In verità alle volte mi domando se questi pezzi strani meritino veramente di essere segnalati, poi mi rispondo che in fondo informare è sempre una cosa utile. Informare anche, ed alle volte direi soprattutto, sui percorsi brutti, come lo sono in buona sostanza questi delle Prealpi. Scegliere poi sarà premura del lettore, che individualmente potrà valutare il "bello" ed il "brutto" delle giornate percorse in ambiente. È evidente che non siamo sulle Pale di San Martino né abbiamo i vantaggi (sicurezza, roccia pulita ecc...) della falesia. Detto questo alle volte mi rammarico quando qualche lettore si chiede il perché dell'inserimento di questo o altri itinerari non esaltanti quando nelle descrizioni non viene mai riportato che si tratta di un percorso di per sé bello. È altrettanto chiaro che se uno ne avesse la possibilità arrampicherebbe sempre sullo Spigolo del Velo. Le emozioni qui, sulle Prealpi, devono essere di altro genere: cercate e volute. Chi vuole la scalata preconfezionata o il gesto divertente stia pur lontano da queste vie, come è infatti segnalato nelle introduzioni alle varie parti della guida che, a quanto pare, in pochi leggono.
Questa via, sulle estreme pendici di questo colle di bosco, erba e burroni, credo si contenda la palma di "peggiore via" fra quelle riportate forse assieme alla Via della Cascata in Val Tramontina e probabilmente alla Via Apuanica sull'Amariana.

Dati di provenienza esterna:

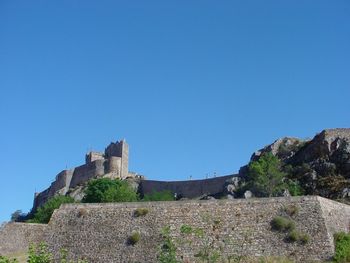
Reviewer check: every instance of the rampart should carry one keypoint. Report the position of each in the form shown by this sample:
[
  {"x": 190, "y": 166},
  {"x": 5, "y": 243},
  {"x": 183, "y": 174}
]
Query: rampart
[
  {"x": 188, "y": 189},
  {"x": 16, "y": 237},
  {"x": 112, "y": 163},
  {"x": 100, "y": 232}
]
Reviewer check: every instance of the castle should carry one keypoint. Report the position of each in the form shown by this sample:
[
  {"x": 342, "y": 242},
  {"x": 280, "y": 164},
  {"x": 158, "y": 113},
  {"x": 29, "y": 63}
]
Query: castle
[{"x": 113, "y": 163}]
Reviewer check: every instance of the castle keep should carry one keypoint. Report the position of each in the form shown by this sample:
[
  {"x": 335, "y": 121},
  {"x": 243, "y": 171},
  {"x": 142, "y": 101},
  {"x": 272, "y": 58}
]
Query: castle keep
[{"x": 113, "y": 163}]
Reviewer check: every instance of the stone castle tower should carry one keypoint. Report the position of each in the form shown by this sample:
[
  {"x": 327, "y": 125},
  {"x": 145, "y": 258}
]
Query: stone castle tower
[
  {"x": 113, "y": 163},
  {"x": 115, "y": 158}
]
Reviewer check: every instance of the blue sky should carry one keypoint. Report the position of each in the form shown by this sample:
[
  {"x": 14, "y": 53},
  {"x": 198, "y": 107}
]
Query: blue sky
[{"x": 194, "y": 86}]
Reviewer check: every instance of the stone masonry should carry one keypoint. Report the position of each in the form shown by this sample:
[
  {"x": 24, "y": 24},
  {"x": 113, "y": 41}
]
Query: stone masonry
[
  {"x": 113, "y": 163},
  {"x": 100, "y": 232}
]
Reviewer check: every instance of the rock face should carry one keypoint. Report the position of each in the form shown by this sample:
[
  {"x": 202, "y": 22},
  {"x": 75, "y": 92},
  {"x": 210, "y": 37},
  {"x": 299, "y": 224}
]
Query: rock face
[{"x": 321, "y": 165}]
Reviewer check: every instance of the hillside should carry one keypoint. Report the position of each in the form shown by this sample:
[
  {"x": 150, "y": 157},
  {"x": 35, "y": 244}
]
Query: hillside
[{"x": 321, "y": 166}]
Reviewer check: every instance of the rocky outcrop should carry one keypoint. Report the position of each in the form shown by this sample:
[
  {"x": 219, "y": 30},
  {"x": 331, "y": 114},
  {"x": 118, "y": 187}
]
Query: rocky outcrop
[{"x": 320, "y": 165}]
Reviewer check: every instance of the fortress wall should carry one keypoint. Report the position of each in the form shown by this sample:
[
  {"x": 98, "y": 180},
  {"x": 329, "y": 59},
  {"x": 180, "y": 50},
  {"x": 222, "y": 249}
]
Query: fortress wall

La curiosità comunque ci porta con il Dimitri, abilmente ingannato sulla questione, ad andare a vedere cosa c'è lì in giro. Con un po' di dubbi amletici lasciamo a destra la falesia dei Ciclamini con le sue belle vie e saliamo per il canale sfasciato fino a dove speriamo di trovare, e troviamo, la nostra via.
Trattasi di un canalone di scolo su un costolone qualsiasi.
Un tiro qualsiasi che poi si trasforma in allegro torrentello di disgelo e spit divelti che regalano un brivido nel vero senso della parola. Ad un certo punto mi viene l'atroce dubbio che se è rotta anche la sosta, senza chiodi né altro scendere da qua sarà un casino. Sosta presente ma in posto strano: fra tutto il posto che c'era è stata sitemata nel luogo peggiore. Secondo tiro decente ma con sosta proprio dove dall'alto piove una piccola ma gelida cascatella. Una serie di abili ma ignobili prolunghe di cordino ci permette di toglierci da sotto la doccia.
Segue un passaggio memorabile: il passaggio della melma. Un basso muretto con sottile muschio umido e prese slavate e melmose degne del miglior sapone. Una primizia: con un movimento oltre il probabile riesco a rinviare l'unico spit presente, corroso dalle acque, e passare questi tre lunghissimi metri. Sopra riprende come sotto e siamo in cima alla via.
Cerchiamo di autoconvincerci che in fondo non è male, che ci siamo divertiti comunque visto che non avevamo voglia di falesia e, con altre strane scuse, rientriamo.
Fortuna che il disgelo ormai è quasi compiuto e domani si va sulla Torre Saf.